Hotel on the Corner of Bitter and Sweet, by Jamie Ford FIC FORD, LARGE PRINT FIC FORD, CDBOOK FIC FORD
Henry Lee is 12 years old when Japan bombs Pearl Harbor. After the attack, his Chinese immigrant parents insist that he speak only “American,” and attend an all-white school on scholarship. When he befriends Keiko Okabe, a second-generation Japanese-American who joins him at his new school, Henry hides the friendship from his hyper-nationalistic father. As Henry sees the impact of the war on Keiko and her family, the reasoning behind the “I am Chinese” button his father forces him to wear become crystal clear. Years later, when the belongings of several Japanese families are discovered in the basement of the Panama Hotel, Henry is caught up in the memories of the innocent love of his childhood.
If I were to rate the book on plot summary alone, it would be a glowing review. I’m a sucker for a romantic story. I love historical fiction. I love any novel that helps raise awareness of historical events (here, racism in the mid-20th century and the internment of Japanese-Americans during World War II).

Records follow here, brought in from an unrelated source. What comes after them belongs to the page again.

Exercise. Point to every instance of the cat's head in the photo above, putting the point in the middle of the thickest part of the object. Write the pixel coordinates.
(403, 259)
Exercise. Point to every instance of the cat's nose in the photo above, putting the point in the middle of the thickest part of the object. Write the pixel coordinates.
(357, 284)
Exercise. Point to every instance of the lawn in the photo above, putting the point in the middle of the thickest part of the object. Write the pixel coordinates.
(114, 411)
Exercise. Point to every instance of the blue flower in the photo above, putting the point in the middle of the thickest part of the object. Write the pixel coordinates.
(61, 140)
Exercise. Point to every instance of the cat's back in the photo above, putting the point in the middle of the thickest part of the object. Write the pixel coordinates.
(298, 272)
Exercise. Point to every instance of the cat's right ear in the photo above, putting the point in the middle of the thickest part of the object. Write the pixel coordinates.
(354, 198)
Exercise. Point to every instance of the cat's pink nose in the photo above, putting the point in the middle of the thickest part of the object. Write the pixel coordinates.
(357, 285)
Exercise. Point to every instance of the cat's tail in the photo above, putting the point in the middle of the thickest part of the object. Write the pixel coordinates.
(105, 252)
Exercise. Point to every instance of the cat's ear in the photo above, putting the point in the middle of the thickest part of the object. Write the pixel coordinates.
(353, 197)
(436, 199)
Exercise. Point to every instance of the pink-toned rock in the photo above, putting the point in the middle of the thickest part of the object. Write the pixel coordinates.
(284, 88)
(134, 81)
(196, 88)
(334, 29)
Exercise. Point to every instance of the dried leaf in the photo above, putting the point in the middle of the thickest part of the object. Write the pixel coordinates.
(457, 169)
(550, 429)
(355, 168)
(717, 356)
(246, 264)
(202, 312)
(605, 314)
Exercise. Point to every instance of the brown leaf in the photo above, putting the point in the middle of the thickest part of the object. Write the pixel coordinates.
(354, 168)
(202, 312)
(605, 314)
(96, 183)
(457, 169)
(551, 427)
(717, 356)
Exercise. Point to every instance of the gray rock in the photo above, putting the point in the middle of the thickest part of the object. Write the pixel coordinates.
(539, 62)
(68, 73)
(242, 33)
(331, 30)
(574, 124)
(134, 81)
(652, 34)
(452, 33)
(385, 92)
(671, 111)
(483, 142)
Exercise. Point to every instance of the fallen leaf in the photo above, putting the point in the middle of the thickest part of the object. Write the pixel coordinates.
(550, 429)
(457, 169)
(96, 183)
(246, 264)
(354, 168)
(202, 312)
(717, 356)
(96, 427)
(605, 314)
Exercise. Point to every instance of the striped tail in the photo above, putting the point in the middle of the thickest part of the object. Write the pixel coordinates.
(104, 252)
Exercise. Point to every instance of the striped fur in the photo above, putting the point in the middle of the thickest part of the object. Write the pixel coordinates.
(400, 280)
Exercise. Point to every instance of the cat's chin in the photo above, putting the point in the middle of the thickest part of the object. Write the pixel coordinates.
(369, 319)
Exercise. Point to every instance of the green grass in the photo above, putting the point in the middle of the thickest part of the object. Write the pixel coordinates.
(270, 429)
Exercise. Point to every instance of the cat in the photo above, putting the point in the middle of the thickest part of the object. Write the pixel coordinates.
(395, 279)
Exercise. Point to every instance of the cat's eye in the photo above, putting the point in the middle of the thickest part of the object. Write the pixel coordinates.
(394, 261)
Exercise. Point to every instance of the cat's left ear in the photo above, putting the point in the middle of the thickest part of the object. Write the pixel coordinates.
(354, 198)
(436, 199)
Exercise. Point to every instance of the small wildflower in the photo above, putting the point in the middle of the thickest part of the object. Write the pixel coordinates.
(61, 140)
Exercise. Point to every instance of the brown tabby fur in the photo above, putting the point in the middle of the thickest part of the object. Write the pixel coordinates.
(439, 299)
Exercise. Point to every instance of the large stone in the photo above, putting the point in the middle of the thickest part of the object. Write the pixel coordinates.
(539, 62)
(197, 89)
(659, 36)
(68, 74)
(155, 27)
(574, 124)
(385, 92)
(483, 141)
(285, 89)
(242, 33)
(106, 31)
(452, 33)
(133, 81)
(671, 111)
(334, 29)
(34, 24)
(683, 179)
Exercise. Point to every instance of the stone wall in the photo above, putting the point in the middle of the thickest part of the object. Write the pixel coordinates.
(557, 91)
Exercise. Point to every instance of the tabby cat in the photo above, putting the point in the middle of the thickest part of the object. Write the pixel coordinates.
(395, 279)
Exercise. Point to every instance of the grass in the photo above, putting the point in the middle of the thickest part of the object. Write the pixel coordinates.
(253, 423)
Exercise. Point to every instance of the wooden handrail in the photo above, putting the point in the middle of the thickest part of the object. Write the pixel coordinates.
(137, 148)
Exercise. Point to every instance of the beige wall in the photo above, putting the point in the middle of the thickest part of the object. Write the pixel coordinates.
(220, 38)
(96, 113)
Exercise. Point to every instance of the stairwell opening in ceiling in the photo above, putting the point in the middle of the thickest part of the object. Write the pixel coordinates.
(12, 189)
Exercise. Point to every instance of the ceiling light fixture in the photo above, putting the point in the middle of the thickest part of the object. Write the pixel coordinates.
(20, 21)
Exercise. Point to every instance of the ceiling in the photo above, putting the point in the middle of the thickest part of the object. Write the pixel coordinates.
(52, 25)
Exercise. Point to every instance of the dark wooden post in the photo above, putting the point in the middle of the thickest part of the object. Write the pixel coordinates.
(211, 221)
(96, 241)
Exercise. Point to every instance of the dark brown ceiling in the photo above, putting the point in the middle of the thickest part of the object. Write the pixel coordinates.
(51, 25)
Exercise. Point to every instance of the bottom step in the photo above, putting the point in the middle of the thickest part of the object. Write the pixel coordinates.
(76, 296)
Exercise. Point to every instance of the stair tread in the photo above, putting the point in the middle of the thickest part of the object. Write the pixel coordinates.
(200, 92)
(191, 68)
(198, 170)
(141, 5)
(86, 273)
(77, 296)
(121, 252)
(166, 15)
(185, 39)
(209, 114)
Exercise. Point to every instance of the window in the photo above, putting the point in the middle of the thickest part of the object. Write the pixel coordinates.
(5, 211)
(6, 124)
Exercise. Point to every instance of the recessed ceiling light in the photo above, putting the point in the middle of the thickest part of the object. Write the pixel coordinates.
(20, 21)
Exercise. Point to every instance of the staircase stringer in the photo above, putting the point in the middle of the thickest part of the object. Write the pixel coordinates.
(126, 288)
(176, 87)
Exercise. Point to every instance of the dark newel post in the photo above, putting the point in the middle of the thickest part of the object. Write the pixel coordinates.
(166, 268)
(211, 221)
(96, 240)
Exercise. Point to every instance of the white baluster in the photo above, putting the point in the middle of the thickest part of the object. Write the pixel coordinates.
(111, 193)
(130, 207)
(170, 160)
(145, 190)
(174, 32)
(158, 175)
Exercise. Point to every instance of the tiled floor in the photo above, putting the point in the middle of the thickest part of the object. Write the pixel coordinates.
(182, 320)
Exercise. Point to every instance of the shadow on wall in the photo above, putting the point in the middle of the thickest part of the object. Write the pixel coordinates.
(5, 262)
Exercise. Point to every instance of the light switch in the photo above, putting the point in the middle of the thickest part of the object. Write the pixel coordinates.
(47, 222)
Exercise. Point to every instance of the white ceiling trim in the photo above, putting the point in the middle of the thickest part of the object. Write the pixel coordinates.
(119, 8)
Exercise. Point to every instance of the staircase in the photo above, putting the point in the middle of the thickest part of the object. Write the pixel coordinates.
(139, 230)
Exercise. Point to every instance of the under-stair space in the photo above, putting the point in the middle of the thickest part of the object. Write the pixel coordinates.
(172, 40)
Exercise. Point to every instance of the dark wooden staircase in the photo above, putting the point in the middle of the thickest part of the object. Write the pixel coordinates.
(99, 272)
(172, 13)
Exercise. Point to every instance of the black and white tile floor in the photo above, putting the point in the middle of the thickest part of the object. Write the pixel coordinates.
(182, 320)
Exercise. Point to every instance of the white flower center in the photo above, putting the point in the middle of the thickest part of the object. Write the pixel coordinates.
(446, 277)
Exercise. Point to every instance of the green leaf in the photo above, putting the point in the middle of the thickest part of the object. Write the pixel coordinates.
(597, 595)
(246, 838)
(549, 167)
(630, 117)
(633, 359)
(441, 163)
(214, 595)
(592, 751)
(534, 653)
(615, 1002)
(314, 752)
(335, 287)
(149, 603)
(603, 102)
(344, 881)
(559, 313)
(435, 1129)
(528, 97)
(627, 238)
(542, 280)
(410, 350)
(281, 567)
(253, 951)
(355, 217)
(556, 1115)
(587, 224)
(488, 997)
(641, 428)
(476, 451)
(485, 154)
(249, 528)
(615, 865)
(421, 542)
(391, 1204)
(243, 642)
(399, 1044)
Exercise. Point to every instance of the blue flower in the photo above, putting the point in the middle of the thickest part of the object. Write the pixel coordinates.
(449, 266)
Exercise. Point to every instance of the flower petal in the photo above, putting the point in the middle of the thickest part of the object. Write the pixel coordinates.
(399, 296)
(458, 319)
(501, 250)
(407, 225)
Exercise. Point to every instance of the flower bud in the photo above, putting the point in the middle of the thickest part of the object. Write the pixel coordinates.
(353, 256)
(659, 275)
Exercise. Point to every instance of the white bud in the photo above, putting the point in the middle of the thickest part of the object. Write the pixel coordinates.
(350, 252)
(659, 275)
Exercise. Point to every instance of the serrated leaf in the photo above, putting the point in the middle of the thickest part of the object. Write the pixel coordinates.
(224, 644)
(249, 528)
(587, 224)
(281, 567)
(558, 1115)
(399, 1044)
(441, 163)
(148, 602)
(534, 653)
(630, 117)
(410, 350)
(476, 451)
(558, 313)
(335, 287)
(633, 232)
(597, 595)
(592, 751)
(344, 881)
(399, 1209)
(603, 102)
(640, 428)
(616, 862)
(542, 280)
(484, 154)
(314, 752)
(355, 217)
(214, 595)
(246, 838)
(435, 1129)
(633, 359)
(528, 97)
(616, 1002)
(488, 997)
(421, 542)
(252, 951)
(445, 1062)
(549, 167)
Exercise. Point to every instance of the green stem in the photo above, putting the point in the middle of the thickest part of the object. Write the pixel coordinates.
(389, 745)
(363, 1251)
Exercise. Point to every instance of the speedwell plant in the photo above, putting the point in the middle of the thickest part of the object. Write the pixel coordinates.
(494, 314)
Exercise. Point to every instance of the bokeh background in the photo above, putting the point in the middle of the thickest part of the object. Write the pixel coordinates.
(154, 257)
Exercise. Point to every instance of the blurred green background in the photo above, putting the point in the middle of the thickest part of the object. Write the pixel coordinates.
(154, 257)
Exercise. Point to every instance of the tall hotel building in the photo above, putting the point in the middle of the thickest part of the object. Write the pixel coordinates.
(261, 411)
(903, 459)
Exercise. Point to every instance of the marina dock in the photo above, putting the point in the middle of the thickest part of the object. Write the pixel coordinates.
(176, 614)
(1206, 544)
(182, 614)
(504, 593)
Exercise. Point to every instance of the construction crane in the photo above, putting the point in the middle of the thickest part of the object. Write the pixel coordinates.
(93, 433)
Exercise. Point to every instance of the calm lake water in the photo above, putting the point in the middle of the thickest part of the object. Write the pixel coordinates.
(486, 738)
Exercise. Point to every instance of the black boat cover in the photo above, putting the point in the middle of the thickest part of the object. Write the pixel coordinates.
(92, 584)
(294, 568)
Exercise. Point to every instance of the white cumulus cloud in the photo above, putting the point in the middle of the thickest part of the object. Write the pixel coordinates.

Plus, the novel is a best-seller.
All that being said, I’ve also got to say this: I did not enjoy reading this book. My displeasure stems from three factors: glaring historical anachronisms, a lack of detail, and writing style.
The story follows two timelines: 1942 and 1986. A few details bother me in the 1986 story. Though they are minor details, I found them to be extremely distracting. Also, problems with the part of the plot that takes place only 25 years ago leaves me wondering about the accuracy of the 1942 narrative. Friends have told me that I shouldn’t bog down in the details so much – I should just enjoy the story! But to me, if an author chooses to set their novel in a specific time period, and that time period is intregal to the story itself, then the author is obligated to accurately portray that time period.
Many of the rest of my qualms with the story itself stem from my desire for more detail. The characters felt flat to me. I wanted more from them. The chapters are short, and the book is somewhat light at 290 pages, so some fleshing out would have easily fit.
Finally, I was not enthralled with Ford’s writing. While straight-forward and easy to read, it felt plodding at times. Several aspects of the dialog bothered me very much.
Overall, this book was not a good match for me. As far as a romantic story with a twist of mystery goes, I’d much rather read Snow Falling on Cedars again.